Try every possible combination of choices. With n items each having two states (include/exclude), the search space is 2ⁿ. Evaluating each combination takes O(n), giving O(n × 2ⁿ). The recursion stack or subset storage uses O(n) space.
Greedy algorithms typically sort the input (O(n log n)) then make a single pass (O(n)). The sort dominates. If the input is already sorted or the greedy choice can be computed without sorting, time drops to O(n). Proving greedy correctness (exchange argument) is harder than the implementation.
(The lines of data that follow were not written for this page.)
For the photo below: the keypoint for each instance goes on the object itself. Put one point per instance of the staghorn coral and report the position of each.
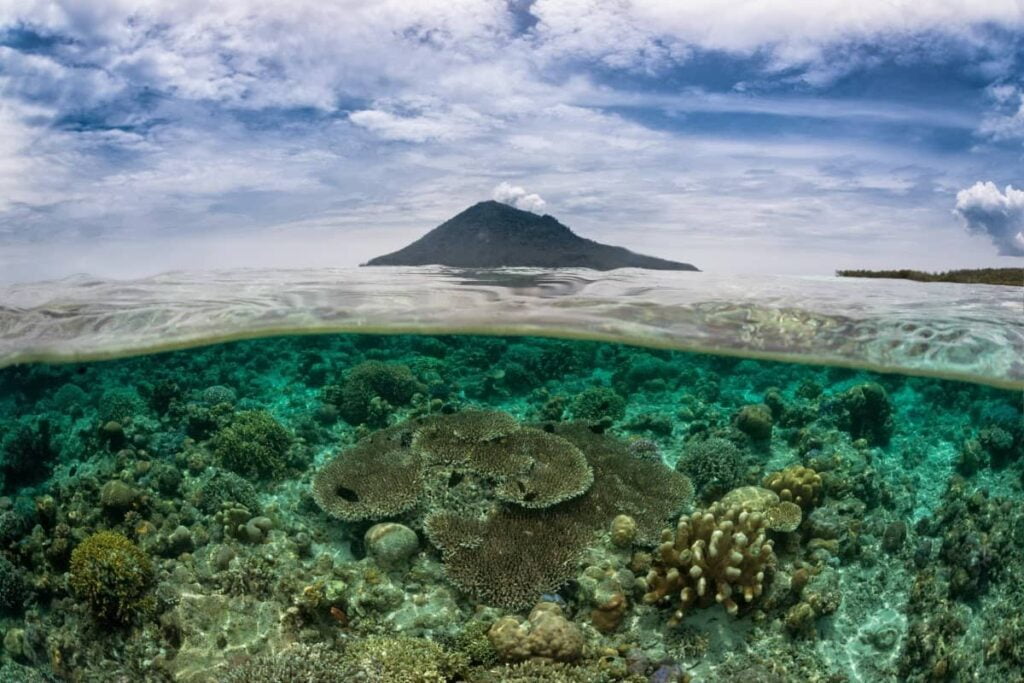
(545, 635)
(308, 664)
(720, 554)
(797, 484)
(254, 443)
(376, 478)
(113, 575)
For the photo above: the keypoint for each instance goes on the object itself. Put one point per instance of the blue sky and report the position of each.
(769, 136)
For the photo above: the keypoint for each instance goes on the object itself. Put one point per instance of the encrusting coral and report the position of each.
(720, 554)
(797, 484)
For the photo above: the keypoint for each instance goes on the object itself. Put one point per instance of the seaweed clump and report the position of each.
(715, 465)
(12, 592)
(866, 413)
(254, 443)
(400, 660)
(372, 390)
(113, 575)
(720, 554)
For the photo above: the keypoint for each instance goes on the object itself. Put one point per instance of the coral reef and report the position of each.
(796, 484)
(113, 575)
(253, 443)
(151, 529)
(546, 634)
(372, 390)
(714, 465)
(721, 554)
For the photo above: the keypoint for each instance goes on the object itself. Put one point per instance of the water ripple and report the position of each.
(975, 333)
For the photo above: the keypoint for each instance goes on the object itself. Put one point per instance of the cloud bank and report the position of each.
(517, 197)
(999, 215)
(700, 130)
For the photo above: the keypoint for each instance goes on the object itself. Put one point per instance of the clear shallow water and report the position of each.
(967, 332)
(215, 513)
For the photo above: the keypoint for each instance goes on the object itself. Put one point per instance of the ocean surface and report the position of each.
(428, 474)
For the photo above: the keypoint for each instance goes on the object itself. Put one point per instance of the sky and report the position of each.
(774, 136)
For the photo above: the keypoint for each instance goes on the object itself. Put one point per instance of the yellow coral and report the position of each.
(797, 484)
(717, 555)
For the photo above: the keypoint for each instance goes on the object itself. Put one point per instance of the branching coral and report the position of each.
(717, 555)
(113, 575)
(254, 443)
(797, 484)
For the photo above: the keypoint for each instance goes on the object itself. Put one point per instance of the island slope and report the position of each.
(494, 235)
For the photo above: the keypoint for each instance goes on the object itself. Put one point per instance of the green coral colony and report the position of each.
(428, 509)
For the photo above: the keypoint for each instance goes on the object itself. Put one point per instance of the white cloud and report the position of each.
(999, 215)
(643, 33)
(1007, 122)
(506, 193)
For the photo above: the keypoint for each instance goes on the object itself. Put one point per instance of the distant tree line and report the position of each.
(1014, 276)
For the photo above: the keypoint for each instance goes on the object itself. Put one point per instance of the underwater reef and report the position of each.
(420, 509)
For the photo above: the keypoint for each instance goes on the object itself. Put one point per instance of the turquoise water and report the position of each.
(216, 514)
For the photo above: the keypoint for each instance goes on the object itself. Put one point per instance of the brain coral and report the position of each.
(715, 465)
(797, 484)
(717, 555)
(779, 515)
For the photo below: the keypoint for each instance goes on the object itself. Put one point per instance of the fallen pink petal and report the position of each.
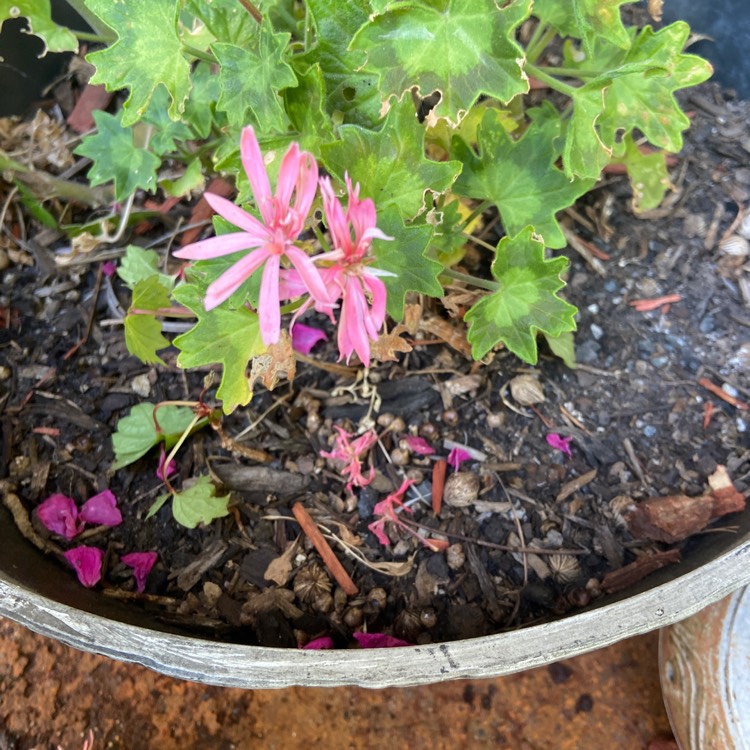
(87, 563)
(318, 644)
(59, 514)
(304, 338)
(419, 445)
(101, 510)
(163, 471)
(141, 563)
(560, 443)
(379, 640)
(456, 457)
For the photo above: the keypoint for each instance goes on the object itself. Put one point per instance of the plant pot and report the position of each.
(37, 593)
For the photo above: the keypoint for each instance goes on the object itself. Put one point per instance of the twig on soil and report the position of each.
(330, 560)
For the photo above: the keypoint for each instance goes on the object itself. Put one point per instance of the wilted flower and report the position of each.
(270, 239)
(87, 563)
(141, 563)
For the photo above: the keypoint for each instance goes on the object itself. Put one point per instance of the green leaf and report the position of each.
(148, 53)
(226, 336)
(37, 13)
(520, 176)
(143, 335)
(587, 20)
(648, 175)
(461, 48)
(349, 91)
(525, 303)
(404, 257)
(390, 164)
(116, 158)
(137, 433)
(251, 77)
(199, 504)
(139, 264)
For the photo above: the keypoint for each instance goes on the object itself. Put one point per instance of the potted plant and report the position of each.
(400, 170)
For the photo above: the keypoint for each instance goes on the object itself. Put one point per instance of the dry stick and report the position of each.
(438, 483)
(324, 549)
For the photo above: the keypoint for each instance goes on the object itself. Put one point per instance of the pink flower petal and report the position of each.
(305, 337)
(560, 443)
(419, 445)
(163, 471)
(101, 509)
(319, 643)
(379, 640)
(59, 514)
(87, 563)
(456, 457)
(141, 563)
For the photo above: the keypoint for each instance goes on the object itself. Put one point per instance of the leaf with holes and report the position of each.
(38, 15)
(525, 303)
(390, 164)
(520, 176)
(148, 53)
(199, 504)
(251, 77)
(462, 48)
(117, 159)
(226, 336)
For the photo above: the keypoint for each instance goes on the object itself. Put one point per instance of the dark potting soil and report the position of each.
(641, 420)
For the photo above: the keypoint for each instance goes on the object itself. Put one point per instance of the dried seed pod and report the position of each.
(375, 601)
(565, 568)
(311, 582)
(455, 556)
(354, 617)
(461, 489)
(526, 390)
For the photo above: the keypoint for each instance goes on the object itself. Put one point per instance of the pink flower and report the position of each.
(283, 221)
(379, 640)
(456, 457)
(87, 562)
(560, 443)
(101, 509)
(305, 337)
(362, 293)
(419, 445)
(351, 452)
(59, 514)
(141, 563)
(164, 470)
(319, 643)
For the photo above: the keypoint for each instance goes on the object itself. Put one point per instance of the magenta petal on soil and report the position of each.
(141, 563)
(87, 562)
(59, 514)
(319, 643)
(560, 443)
(101, 509)
(379, 640)
(419, 445)
(305, 337)
(456, 457)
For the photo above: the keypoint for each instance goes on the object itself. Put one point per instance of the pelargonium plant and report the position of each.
(367, 139)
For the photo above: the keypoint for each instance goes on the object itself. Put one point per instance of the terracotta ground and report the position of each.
(50, 694)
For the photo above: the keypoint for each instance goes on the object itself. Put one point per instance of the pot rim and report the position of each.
(239, 665)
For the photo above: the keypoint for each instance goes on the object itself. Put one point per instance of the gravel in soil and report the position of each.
(636, 416)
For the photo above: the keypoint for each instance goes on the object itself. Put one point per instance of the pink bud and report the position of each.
(141, 563)
(87, 562)
(59, 514)
(101, 509)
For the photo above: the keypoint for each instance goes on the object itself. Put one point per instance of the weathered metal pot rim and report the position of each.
(35, 592)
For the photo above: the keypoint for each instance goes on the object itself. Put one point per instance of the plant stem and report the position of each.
(541, 75)
(490, 286)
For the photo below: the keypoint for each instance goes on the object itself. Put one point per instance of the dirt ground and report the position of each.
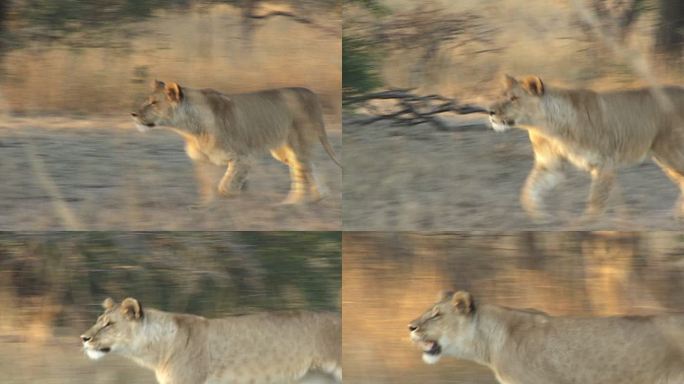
(102, 174)
(420, 178)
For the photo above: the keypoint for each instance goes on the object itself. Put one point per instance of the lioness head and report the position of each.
(518, 104)
(160, 107)
(115, 329)
(446, 327)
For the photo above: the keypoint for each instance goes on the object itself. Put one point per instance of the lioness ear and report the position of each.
(445, 295)
(108, 303)
(533, 85)
(131, 308)
(174, 92)
(508, 81)
(463, 302)
(157, 85)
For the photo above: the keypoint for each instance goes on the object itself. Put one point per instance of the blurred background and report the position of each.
(72, 71)
(390, 279)
(52, 285)
(459, 50)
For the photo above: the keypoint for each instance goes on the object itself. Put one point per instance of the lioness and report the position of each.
(189, 349)
(229, 129)
(596, 132)
(531, 347)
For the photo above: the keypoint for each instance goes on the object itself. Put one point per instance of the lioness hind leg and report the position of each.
(540, 181)
(234, 180)
(602, 181)
(205, 182)
(676, 174)
(303, 187)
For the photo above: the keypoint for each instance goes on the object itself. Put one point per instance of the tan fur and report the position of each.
(230, 129)
(531, 347)
(596, 132)
(187, 349)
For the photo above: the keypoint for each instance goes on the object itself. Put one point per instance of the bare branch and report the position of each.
(250, 13)
(411, 109)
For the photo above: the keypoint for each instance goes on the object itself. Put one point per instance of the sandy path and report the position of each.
(419, 178)
(100, 174)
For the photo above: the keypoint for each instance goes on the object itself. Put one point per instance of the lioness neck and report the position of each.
(492, 331)
(187, 120)
(157, 333)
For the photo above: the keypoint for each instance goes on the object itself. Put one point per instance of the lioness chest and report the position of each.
(208, 151)
(548, 148)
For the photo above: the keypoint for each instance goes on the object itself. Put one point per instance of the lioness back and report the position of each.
(597, 132)
(227, 129)
(531, 347)
(187, 349)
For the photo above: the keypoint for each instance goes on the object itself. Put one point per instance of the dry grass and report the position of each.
(102, 174)
(200, 48)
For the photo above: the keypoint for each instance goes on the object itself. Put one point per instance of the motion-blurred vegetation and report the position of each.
(460, 47)
(57, 279)
(117, 47)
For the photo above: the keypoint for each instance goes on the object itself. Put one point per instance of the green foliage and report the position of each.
(374, 6)
(209, 273)
(360, 72)
(72, 15)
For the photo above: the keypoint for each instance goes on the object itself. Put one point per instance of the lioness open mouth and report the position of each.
(431, 347)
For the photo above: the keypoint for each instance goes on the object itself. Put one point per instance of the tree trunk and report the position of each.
(670, 32)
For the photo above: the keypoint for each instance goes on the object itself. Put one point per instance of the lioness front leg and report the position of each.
(602, 181)
(540, 181)
(235, 178)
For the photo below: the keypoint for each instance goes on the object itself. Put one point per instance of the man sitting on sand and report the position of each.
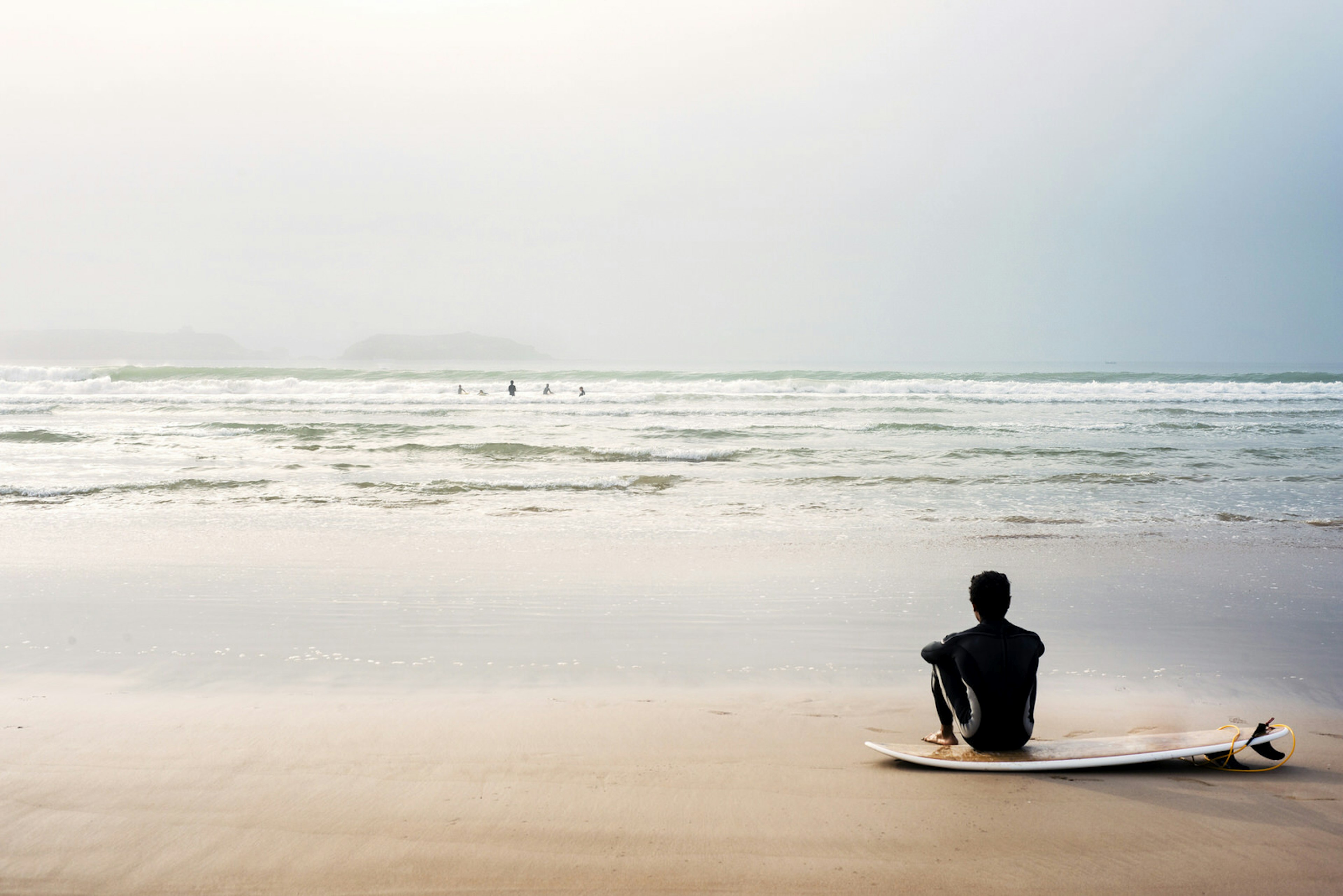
(986, 675)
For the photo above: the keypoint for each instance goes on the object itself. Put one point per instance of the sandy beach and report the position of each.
(618, 790)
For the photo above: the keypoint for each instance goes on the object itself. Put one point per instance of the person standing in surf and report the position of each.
(983, 679)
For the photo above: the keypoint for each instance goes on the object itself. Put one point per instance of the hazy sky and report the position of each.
(873, 185)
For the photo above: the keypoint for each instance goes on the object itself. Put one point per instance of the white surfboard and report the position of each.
(1092, 753)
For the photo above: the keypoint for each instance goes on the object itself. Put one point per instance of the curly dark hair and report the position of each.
(990, 593)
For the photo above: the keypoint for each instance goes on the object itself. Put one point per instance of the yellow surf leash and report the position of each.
(1223, 762)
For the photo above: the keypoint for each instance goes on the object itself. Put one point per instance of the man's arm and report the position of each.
(935, 652)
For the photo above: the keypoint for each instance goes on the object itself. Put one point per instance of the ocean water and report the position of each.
(193, 526)
(689, 452)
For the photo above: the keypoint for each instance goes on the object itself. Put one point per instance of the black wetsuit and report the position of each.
(988, 678)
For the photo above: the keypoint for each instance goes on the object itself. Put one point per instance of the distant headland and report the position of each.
(461, 347)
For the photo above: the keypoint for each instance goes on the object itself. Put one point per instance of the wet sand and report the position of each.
(113, 789)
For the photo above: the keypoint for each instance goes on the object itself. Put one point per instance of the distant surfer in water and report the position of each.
(983, 679)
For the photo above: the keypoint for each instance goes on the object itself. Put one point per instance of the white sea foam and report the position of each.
(774, 449)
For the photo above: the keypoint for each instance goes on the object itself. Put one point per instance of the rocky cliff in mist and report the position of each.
(448, 347)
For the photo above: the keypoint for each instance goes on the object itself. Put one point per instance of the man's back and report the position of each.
(996, 694)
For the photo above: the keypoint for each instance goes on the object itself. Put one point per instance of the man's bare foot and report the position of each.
(942, 739)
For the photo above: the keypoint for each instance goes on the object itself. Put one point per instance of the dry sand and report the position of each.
(115, 790)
Review these before coding to avoid predictable interview regressions.
Wrong move: Temporary multiplications exceed integer bounds.
Usually fails on: Large inputs wrap around unexpectedly.
Fix: Use wider types, modular arithmetic, or rearranged operations.
Wrong move: Locally optimal choices may fail globally.
Usually fails on: Counterexamples appear on crafted input orderings.
Fix: Verify with exchange argument or monotonic objective before committing.